Portia Crowe
Journalist in Dakar, Senegal
Portia is a West and Central Africa correspondent with Reuters, based in Dakar.
She was previously a correspondent for AFP in the region. In that role she interviewed Sierra Leone's president, Julius Maada Bio, ahead of his re-election and reported on abuses against migrant workers building Senegal's “city of the future.”
Previously, as a freelance journalist, she reported on Francophone Africa’s first “unicorn” startup and Nigeria’s new central bank digital currency for BBC Afrique. She covered The Gambian election in print, photo and radio for four outlets and profiled Senegal's “First Lady” of graffiti for The Guardian.
In 2021, Portia was openDemocracy's interim assistant editor for Francophone countries, launching West Africa coverage for the 50.50 feminist investigative project. In that role, she recruited, commissioned and coordinated francophone journalists across five countries and wrote and edited features, news and investigations. Read her team's investigation into a U.S.-funded “crisis pregnancy centre” providing misinformation to vulnerable women in Côte d’Ivoire here.
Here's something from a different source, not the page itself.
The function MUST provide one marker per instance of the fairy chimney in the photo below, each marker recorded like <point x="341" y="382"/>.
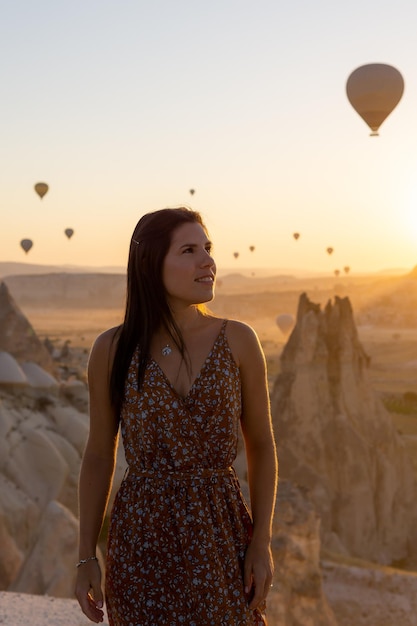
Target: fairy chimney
<point x="17" y="335"/>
Shortly before the pandemic, Portia travelled to Niger to make a radio program about climate change and food insecurity, and to Uganda to report on environmental activism, the LGBT+ community, South Sudanese child refugees, and a landmark court case against the oil giant Total. In 2019, she made a BBC radio documentary about the covert cremation industry in Greece and Bulgaria and produced a short film on the topic.
Previously a finance correspondent for Dow Jones in London and a senior reporter for Business Insider in New York, Portia was shortlisted for the Financial Times' and McKinsey's Bracken Bower Prize in November 2020.
She has also written personal essays for The Guardian, The Globe and Mail, and HuffPost. She spoke about one of those on CBC radio.